Papo cabeça sobre porfiria

Carlito Cunha

CRÔNICA - Carlito Cunha

Data 30/12/2025
Horário 06:00

Conversa de intelectuais no bar do Galego. Estavam os três, traçando uma manguaça e jogando conversa fora. Mesmo assim não era papo besta de gente inculta. Era uma conversa de nível.
- Tá lendo alguma coisa, Arusa?
- Acabei de ler “Paula” de Isabel Allende, sobrinha daquele Salvador que foi presidente do Chile. – disse Luzinete Arusa, senhora de meia idade, cabelos brancos, catadora de papel com fama de ter tomado parte no grupo VPR na época da ex-presidenta. - Ela escreveu esse livro para a filha. Escreveu durante as visitas que fazia à sua filha Paula que estava em coma num hospital de Madrid.
Ao seu lado, na mesa, estavam Duardinho Chevrolet, puxador de carro que ficou famoso no pedaço por roubar um Chevrolet, que não sabia pertencer ao delegado, e Mané Morsa, flanelinha de algumas feiras livres. Todos sabiam onde era Madrid.
- Que que tinha essa tal de Paula? – perguntou Duardinho Chevrolet.
- Porfiria. 
- Que diabo é isso de porfiria? Conheci um Porfirio... Porfirio da Paz, que foi prefeito de São Paulo – disse Mané Morsa, meio assoviado por entre os dois dentes, querendo mostrar que também conhecia as coisas – Era Porfirio, mas porfiria nunca ouvi falar.
- Porfiria deve de ser quando a gente queria uma coisa em vez de outra – rebateu Duardinho enxugando o copo.
- Nada disso.
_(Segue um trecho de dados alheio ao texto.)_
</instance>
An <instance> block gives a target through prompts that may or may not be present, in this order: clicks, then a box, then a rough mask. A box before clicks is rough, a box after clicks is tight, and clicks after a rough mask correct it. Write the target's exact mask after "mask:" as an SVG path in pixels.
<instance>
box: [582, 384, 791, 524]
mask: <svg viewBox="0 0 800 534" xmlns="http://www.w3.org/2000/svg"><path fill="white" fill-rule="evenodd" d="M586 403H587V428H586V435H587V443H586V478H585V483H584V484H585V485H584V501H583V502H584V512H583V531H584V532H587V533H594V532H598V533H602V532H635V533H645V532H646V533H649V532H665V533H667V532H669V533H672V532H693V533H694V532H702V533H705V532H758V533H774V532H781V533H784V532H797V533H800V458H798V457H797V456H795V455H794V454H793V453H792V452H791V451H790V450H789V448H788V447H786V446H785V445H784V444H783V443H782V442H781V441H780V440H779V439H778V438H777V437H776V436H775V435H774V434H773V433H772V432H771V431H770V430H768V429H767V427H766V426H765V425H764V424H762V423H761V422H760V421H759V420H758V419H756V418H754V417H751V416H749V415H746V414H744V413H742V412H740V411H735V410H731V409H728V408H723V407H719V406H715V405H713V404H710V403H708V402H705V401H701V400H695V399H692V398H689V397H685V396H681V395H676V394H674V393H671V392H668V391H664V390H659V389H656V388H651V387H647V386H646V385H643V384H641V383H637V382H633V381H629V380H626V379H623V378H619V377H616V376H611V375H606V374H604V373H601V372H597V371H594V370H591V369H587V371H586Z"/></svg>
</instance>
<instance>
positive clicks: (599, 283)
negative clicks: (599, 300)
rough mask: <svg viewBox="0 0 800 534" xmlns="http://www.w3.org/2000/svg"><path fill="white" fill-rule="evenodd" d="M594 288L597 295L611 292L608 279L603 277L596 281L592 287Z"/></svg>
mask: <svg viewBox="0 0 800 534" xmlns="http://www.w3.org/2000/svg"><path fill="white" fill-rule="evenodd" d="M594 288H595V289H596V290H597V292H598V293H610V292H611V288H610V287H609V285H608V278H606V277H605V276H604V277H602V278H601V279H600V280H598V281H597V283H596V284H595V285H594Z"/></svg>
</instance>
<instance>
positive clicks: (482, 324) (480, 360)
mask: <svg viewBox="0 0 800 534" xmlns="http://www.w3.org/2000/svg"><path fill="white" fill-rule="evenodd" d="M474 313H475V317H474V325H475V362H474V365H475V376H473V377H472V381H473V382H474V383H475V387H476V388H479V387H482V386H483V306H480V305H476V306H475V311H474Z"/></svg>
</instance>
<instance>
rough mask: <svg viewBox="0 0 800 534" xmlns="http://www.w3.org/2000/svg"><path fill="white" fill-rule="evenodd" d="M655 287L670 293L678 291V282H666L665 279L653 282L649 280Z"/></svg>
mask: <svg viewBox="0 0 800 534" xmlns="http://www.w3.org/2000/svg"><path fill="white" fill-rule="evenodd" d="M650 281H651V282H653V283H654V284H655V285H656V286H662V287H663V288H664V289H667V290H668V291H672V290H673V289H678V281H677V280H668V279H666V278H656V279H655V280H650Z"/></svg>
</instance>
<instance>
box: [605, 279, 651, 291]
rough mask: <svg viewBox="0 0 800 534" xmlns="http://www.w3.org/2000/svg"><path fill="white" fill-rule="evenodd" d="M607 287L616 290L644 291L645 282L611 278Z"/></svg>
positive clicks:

Isso é preferia! Eu preferia aquilo em vez disso, entendeu? Preferia é verbo – disse Mané - Esse negócio que tão falando aí é os arredores da cidade...
- Não, cara. E a moça tinha os arredores da cidade? Ah, ah. Arredores é periferia... – Luzinete Arusa esclareceu.
- Então que raio é isso de porfiria?
- Nada melhor do que um dicionário para esclarecer isso.
- Também acho. – Mané Morsa virou o copo num só gole e chamou o dono do boteco - Ô Galego, cê tem um dicionário aí?
- Traz o dicionário e mais uma rodada.
- Aí vai o dicionário... o pai dos burros – veio o portuga trazendo o surrado volume do Aurélio.
Luzinete, a mais esclarecida dos três, apanhou o dicionário, abriu-o sobre a mesa, procurou o verbete e disse pausadamente.
- Aqui, ó, no dicionário diz: Porfiria, qualquer uma de um grupo de perturbações do metabolismo das porfirinas, caracterizadas por aumento significativo de formação e de excreção delas, ou de seus precursores.
- Entendeu, Mané? – perguntou Duardinho com cara de enorme interrogação.
- Porfirina? Que que é porfirina, Luzinete? – Mané Morsa quis saber.
- Porfirina... tá aqui – Luzinete Arusa leu. -  Cada um dos grupos vermelho-escuros ou púrpura-escuros de derivados do pirrol, isentos de ferro ou de magnésio, que existem universalmente no protoplasma e compõem os pigmentos respiratórios de animais e plantas.
- Pirrol? Que raio é esse pirrol aí? – agora quem não entendeu nada foi o Duardinho Chevrolet.
Luzinete Arusa, novamente folheou o dicionário, sobre a mesa e achou o verbete.
- Pirrol... pirrol... achei. Composto heterocíclico, cujo anel tem quatro átomos de carbono e um de nitrogênio, líquido incolor, de odor semelhante ao do clorofórmio, e que é base muito fraca.
Mané Morsa olhou para Duardinho depois para Gracinha, sorriu e pra não pagar uma de idiota, fez cara de inteligente e disse:
- Aaahhhh, bããão! Agora nois sabe o que é porfiria.